Aujourd hui j avais besoin d un sac et les marchandages avec les vendeurs etaient un vrai plaisir pour moi, j ai tout fais avec le sourire...d autres jours ca peut etre un calvaire en vivant exactement les memes scenes...
Je partage ce point de vue. En
Inde plus qu'ailleurs j'ai ressenti fort comment ce que l'on vit de l'intérieur agit sur l'extérieur, le regard que l'on porte sur la réalité s'en trouve modifié et l'on se retrouve du coup à vivre une réalité autre, et à modifier complètement le contexte et le vécu de façon effective.
Une fois j'ai craqué complètement à
Hyderabad. Je n'étais jamais venue dans cette ville, je venais de quitter l'Himachal Pradesh où j'avais eu épouvantablement froid, mais où l'ambiance était chaleureuse et festive (le nouvel an tibétain) Je quittais cet endroit un 17 février, il faisait un soleil magnifique. Un moine m'a dit "Aujourd'hui je suis heureux, l'hiver est enfin fini" Cette réflexion m'avait étonnée, je n'imaginais pas qu'un moine Tibétain puisse préférer une saison à une autre, j'avais cet à priori qu'il devait mieux que personne être au dessus des dualités, des préférences etc etc. Il m'a alors demandé "Tu aimes l'hiver" et je lui ai répondu "J'aime toutes les saisons"

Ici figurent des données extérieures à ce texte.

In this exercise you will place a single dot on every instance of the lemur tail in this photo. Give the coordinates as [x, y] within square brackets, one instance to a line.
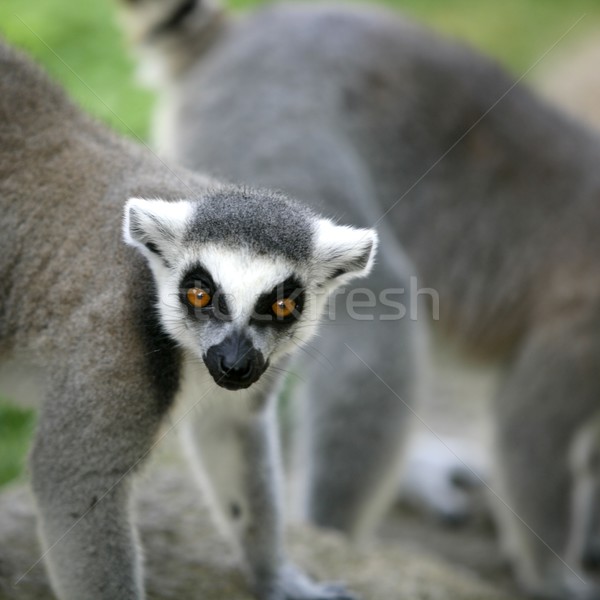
[169, 35]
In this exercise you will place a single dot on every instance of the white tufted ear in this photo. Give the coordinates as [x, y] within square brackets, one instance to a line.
[343, 253]
[150, 225]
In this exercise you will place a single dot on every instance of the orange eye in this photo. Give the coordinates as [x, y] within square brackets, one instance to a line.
[198, 297]
[283, 308]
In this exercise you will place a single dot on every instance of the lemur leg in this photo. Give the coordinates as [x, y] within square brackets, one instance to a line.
[551, 389]
[234, 446]
[93, 433]
[357, 410]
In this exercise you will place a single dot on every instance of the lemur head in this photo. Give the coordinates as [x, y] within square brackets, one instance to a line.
[242, 275]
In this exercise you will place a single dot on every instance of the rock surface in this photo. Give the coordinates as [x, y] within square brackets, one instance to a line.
[187, 559]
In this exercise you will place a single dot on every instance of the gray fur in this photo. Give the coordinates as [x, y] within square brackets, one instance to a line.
[86, 315]
[226, 220]
[495, 196]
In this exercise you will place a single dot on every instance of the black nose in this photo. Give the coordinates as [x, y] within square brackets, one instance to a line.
[234, 363]
[240, 369]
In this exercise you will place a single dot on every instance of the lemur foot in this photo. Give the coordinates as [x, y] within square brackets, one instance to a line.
[292, 584]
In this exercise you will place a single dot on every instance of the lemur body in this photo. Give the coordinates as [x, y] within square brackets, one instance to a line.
[494, 194]
[221, 283]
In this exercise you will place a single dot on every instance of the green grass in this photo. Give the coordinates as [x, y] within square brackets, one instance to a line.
[15, 430]
[80, 45]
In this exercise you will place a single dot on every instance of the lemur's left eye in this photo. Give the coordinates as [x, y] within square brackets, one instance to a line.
[198, 298]
[283, 308]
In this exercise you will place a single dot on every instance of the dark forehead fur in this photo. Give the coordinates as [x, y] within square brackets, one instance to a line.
[265, 222]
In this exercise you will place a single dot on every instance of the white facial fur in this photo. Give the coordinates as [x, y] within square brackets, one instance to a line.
[240, 275]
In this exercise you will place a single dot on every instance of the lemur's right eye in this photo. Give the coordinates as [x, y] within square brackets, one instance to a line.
[198, 298]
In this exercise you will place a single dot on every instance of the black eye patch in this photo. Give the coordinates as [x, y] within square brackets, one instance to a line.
[291, 289]
[199, 277]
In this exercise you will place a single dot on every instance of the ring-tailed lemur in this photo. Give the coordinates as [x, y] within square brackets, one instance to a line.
[494, 195]
[584, 541]
[237, 280]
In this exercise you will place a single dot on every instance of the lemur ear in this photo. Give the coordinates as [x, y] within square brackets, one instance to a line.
[150, 225]
[344, 253]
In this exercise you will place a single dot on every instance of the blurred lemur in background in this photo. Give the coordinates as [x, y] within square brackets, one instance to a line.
[217, 285]
[494, 195]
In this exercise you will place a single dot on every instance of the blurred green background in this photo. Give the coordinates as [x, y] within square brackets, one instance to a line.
[80, 44]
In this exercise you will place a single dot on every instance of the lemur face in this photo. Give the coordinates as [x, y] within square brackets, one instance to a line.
[243, 276]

Deux jours après je débarquais à
Hyderabad sans avoir dormi depuis plus de 48 heures, une impression de canicule insupportable, après la tranquilité des montagnes, une circulation à devenir dingue. Le taxi qui tourne des heures autour de Big Bazar sans trouver mon hotel, il me revenait les histoires d'arnaques et de balade en taxi que j'avais lues sur le forum. J'étais négative au possible, épuisée, desepérée. Et lorsque je trouve mon hotel, je n'arrive toujours pas à me reposer.

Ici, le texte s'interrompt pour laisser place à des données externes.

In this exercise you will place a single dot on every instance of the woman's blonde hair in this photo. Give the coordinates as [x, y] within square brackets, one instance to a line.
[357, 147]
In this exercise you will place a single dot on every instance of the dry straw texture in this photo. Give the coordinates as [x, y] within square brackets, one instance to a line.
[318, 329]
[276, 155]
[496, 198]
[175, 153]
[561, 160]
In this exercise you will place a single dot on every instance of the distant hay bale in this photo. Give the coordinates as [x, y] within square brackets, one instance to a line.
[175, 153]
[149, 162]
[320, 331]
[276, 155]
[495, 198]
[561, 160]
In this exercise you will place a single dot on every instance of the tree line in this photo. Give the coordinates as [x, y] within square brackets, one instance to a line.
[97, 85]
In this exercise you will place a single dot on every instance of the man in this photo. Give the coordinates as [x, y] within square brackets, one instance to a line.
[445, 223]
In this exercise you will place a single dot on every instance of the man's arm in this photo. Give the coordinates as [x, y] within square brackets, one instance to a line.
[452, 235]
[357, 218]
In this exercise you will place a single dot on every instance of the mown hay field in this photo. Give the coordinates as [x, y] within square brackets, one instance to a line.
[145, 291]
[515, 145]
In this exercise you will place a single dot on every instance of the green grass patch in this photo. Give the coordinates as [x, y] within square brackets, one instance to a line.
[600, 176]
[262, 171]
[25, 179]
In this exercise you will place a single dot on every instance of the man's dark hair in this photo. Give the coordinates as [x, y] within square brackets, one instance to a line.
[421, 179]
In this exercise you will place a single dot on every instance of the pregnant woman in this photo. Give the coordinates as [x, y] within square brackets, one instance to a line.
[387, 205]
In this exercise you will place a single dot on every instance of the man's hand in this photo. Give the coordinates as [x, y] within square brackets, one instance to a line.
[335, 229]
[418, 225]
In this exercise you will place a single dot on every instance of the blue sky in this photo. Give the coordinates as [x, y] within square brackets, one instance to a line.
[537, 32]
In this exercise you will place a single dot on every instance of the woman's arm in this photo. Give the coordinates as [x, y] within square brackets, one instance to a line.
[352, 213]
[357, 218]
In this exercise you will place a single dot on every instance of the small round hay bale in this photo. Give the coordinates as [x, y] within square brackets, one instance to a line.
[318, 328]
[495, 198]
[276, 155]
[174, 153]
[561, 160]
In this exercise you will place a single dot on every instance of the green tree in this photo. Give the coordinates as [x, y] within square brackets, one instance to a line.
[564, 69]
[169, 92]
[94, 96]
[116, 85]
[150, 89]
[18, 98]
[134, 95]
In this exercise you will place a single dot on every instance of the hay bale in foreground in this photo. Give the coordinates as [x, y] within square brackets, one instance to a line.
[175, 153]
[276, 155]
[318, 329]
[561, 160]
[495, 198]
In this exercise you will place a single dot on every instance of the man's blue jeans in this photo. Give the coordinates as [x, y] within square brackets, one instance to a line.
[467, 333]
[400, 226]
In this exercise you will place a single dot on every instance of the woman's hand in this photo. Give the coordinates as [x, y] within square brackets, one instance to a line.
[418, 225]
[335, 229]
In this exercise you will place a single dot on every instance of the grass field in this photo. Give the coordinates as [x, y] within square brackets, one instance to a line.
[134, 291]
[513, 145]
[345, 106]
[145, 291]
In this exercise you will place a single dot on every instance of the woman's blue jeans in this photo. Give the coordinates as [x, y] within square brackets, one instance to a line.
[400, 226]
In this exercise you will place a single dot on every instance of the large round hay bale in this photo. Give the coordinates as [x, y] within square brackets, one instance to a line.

Je sors un peu, puis je me sens incapable de traverser un Bld. J'ai éclaté en sanglot à une intersection, cette réaction m'a surprise, et calmée aussi. Pour autant j'étais toujours incapable de traverser le boulevard pour rejoindre mon hotel, alors je me suis mise à chercher un endroit où téléphoner, j'ai appelé un ami en
France, histoire de me recentrer un peu.
Il m'a dit "Ouh lala, surtout ne bouge pas j'arrive tout de suite pour te prendre la main et traverser. J'ai souri, il m'a demandé l'heure, ce que j'allais déjeuner etc etc...En quelques seconde j'étais recentrée...et en pleine forme.

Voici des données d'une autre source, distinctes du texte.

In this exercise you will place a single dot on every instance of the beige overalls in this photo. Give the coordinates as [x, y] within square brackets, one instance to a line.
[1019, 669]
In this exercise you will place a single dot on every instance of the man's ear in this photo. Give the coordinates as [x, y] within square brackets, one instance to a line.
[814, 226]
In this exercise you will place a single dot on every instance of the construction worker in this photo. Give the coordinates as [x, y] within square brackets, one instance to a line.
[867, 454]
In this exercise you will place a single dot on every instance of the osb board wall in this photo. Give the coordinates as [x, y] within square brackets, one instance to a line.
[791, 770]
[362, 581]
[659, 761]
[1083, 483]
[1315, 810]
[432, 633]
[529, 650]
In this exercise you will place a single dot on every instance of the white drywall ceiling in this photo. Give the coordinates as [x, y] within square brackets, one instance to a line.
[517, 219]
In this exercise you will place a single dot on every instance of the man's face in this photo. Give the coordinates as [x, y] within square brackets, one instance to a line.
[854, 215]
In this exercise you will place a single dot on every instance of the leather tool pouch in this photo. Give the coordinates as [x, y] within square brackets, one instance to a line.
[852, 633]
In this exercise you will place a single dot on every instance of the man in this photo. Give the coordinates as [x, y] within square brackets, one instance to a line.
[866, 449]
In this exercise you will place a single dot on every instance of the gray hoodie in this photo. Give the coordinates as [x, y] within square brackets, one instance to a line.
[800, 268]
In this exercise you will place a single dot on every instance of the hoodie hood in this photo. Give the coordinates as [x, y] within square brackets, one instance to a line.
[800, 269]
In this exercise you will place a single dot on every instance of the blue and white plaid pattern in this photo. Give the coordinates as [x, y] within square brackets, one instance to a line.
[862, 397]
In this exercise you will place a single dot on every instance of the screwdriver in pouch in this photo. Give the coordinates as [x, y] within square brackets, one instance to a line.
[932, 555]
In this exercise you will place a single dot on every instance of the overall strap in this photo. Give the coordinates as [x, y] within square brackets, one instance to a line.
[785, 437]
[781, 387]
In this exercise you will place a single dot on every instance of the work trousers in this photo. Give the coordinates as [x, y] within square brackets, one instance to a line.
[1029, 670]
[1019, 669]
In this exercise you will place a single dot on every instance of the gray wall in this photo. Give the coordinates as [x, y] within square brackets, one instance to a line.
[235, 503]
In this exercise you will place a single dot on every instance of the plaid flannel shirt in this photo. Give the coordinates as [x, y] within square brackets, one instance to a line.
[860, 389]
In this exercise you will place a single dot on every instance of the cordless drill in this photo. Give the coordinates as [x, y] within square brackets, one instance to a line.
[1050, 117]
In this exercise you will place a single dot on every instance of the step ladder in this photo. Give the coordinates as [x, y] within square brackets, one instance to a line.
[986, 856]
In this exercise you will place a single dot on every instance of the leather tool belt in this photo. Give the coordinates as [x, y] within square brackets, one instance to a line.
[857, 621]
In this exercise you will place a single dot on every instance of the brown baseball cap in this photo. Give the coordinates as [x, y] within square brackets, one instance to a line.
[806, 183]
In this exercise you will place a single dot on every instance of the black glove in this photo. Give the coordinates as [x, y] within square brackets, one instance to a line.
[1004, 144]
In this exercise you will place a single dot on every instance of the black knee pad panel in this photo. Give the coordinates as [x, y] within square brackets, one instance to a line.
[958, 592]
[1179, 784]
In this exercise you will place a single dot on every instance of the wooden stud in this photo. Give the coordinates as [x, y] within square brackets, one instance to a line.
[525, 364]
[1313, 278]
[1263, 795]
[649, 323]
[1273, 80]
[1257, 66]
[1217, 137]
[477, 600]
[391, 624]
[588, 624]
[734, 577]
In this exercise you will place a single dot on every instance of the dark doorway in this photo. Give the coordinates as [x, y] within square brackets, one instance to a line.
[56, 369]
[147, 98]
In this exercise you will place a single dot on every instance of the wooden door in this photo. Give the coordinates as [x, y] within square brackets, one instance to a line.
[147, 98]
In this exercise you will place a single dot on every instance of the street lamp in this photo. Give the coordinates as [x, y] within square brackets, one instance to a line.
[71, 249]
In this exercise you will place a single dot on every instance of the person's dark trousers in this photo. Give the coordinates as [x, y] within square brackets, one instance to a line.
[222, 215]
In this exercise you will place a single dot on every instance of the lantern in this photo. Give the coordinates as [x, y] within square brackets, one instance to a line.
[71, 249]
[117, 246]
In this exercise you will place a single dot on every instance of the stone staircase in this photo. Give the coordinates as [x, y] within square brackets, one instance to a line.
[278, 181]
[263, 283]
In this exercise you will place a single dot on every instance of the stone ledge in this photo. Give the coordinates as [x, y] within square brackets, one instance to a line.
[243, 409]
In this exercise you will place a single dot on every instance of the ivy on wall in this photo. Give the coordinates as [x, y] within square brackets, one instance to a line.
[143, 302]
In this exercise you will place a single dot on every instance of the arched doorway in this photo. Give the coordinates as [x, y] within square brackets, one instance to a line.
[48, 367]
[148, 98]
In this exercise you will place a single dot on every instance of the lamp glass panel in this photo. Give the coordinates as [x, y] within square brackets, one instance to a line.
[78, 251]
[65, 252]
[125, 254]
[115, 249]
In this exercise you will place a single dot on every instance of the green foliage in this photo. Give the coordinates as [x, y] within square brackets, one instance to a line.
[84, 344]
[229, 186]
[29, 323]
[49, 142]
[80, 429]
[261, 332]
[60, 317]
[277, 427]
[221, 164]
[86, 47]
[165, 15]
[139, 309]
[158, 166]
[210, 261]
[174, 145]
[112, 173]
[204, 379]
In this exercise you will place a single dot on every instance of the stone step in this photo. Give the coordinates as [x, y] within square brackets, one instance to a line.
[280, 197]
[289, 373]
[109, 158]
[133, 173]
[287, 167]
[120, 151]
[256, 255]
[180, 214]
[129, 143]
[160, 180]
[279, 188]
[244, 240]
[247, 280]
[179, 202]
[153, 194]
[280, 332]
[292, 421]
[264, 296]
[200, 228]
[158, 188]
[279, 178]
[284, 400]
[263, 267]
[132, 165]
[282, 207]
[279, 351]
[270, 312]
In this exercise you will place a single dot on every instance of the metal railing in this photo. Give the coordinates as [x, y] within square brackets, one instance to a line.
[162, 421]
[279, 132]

Plus tard je lui écrivais de
Madurai, pour lui dire combien mon séjour en Andrha Pradesh avait été bien :
"...De retour à
Hyderabad j ai vu la ville autrement, et tout s est passé à merveille.
Et c est cette interpretation de la realite qui determine et conditionne notre realite, je reste très a l'affut de ce genre de constat. Comme par magie
Hyderabad n etait plus la ville qui m a faite pleurer, j etais souriante et tout me souriait. On ne peut jamais juger - si la réalité dépend de notre perception des choses, de notre vécu et de nos conditionnements - C'est impossible
Ici en
Inde, je suis Alice au pays des merveilles
Faut-il aller si loin? me demandes-tu. Pour moi ici cela fonctionne,
Ici je ne sais rien anticiper. Souvent nous ne vivons pas, nous somme dans l' anticipation des choses connues, nous faisons de l'inedit une banalite. Peut on dire que souvent nous ne vivons pas, que nous sommes seulement betes, et privés de conscience
A cela il y aura une longue réponse qu'il terminera ainsi :
"Oh, un jour, pour l'
Inde, il faut aussi que tu vois ce film (qu'à mon avis, tu aimeras alors que 90% des gens le trouveront long et chiant - un petit bonheur : Fucked up in Madna (pas la bonne orthographe pour le nom de ville - mais c'est un film sur des jeunes adultes qui s'ennuient dans une petite ville de province indienne où arrive la mousson etc - à la fois contemplatif et provo, excellent :)"
Sa façon à lui de me montrer une réalité autre : même en
Inde on peut s'ennuyer, et faire de l'inédit une banalité
Ou encore : ce qui serait bien ce serait d'être partout "Alice aux pays des merveilles" de ne jamais faire de sa vie une banalité.
Ce que j'aime dans l'évocation de ce conte, c'est qu'il est autant cauchemardesque que merveilleux, mais jamais banal.